For the past decade or so, Los Angeles has had its finger on the pulse of fostering both national and international art's organizations dedicated to revitalizing neighborhoods and communities that were at one time very active in supporting the initiatives of local artists. A "phantom," like much of the art being made today, is something that possesses an unseen presence wherein people perhaps sense its inherent meaning before fully comprehending its necessity as a cultural instrument to facilitate change within a community. The self-proclaimed mission of Phantom Galleries Los Angeles (PGLA) (www.phantomegalleriesla.com) is to "revitalize and energize communities and pedestrian thoroughfares by transforming unoccupied properties throughout Los Angeles County into vibrant cultural hubs through the 24/7 public presentation of art." Since its inception in 2005, PGLA has produced hundreds of programs, featuring over 2,500 artists and curators, designed to advance a living dialogue between the artistic community and the public as well as provide its collaborators a unique platform for artistic growth and experimentation. True to their word, PGLA began Sixpack Projects, a collective of six LA-based (?) artist/curators (Alyssa Cordova, Jennifer Frias, Lilia Lamas, Jillian Nakornthap, Jeff Rau, and Heather Richards) organizing innovative contemporary art exhibitions and events throughout Southern California as well as in a storefront space at 170 North Promenade in Long Beach. The project began in May 2010, and the collective exhibited a wide variety of eclectic work from around the country. Once again, their goal was to create art events in more industrial communities like Long Beach where people might not otherwise have the opportunity to experience new innovative art being made today.
Other nationally-minded organizations like Artspace (www.artspace.org.) seek to "create, foster, and preserve affordable space for artists and arts organizations through development projects, asset management activities, consulting services, and community-building activities that serve artists and arts organizations of all disciplines, cultures, and economic circumstances." Through a comprehensive selection of programs, Artspace supports "the continued professional growth of artists and enhances the cultural and economic vitality of the surrounding community." This organization in particular is dedicated to funding specific art's initiatives including the Los Angeles-based Broadway Art's Center that is currently in the early stages of its inception and promises an independent art's facility that would house creative families as well as a rehearsal space for dancers, musicians and performers at all stages in their careers. Teri Deaver, an appointed commissioner working for Artspace and the Glendale Arts Commission, explained that the organization hopes to have the facility built and up and running to meet artist's needs within 3-5 years. "There is such a huge need for this kind of live/work space for artists in Los Angeles, a space that is both affordable and provides a community environment," she explained recently. LA Councilman Jose Huizar has also proposed through the Bringing Back Broadway art's initiative the reuse and reintegration of historical buildings for affordable artist's live/work spaces as well. The Broadway Theater District in downtown Los Angeles is considered one of the oldest historical landmarks in the country and the revitalization of these buildings will assuredly breathe new life into the downtown art's community as well as provide much needed studio space for low income visual artists.

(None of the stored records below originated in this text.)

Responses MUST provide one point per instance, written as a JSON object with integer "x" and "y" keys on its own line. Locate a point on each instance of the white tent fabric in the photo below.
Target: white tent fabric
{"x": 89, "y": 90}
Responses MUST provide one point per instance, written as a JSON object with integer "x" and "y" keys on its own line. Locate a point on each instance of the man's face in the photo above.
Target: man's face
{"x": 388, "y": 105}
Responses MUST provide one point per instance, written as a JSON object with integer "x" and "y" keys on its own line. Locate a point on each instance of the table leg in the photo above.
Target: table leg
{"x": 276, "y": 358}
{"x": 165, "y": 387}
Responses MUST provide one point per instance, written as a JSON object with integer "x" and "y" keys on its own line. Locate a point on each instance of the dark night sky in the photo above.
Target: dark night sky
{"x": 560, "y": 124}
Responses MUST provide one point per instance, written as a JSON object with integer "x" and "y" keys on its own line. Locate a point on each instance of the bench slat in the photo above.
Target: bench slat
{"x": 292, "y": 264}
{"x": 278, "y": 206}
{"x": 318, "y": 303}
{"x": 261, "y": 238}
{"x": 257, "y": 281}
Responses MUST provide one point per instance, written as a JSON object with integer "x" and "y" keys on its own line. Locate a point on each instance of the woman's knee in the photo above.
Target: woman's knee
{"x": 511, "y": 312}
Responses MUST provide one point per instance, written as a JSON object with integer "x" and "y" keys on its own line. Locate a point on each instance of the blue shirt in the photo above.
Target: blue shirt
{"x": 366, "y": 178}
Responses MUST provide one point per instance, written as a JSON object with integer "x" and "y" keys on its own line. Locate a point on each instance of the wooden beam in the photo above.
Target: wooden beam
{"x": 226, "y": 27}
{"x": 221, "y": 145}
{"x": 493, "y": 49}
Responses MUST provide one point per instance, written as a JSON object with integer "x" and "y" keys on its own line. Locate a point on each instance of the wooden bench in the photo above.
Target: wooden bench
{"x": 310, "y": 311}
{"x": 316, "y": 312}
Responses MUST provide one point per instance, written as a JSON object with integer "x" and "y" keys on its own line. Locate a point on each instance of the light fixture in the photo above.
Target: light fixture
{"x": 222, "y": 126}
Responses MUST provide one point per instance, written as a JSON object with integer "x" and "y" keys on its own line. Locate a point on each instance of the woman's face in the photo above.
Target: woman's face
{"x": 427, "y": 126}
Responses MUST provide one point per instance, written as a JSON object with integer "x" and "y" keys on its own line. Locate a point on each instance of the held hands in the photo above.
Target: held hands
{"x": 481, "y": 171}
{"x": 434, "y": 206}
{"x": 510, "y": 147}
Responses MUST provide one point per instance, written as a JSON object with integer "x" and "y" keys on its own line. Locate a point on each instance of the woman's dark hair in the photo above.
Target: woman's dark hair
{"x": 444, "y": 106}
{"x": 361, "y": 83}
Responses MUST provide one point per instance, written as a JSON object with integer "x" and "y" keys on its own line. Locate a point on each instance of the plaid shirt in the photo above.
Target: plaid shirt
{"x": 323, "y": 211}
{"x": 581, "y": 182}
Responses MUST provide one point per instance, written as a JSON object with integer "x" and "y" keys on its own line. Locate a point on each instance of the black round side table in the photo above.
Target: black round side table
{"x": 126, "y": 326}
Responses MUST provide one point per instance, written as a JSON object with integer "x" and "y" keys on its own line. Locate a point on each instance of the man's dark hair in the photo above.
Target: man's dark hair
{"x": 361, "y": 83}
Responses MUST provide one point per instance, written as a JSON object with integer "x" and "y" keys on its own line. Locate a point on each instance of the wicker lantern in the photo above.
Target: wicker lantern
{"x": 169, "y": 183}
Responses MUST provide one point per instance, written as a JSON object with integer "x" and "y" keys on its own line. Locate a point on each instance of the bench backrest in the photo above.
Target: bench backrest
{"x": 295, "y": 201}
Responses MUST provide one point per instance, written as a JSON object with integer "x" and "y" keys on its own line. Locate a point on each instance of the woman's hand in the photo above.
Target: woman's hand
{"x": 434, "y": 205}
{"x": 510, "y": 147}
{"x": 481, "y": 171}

Certainly, the city of Los Angeles postulates a complicated synergy not only between the landscape and the people who populate this brightly lit City of Angels, but perhaps more importantly, on a more metaphoric level, between the intrinsic human desire to create within the confines and rigors of an alienating cityscape. After all, creating art is an essentially private practice, and leveling that instinct against the expansiveness of a city is daunting at best, yet through these new art's initiatives Los Angeles is essentially calling its artists home again, if only to say come in for awhile from the heat, the traffic, the hot-headed pretenders and cheapshot paranoia that is as much a part of living in this arid, beautiful a city as standing awestruck atop Mulholland Drive at midnight. It's all part and parcel of the Los Angeles experience, which is simultaneously both rich and complicated, but always, always memorable.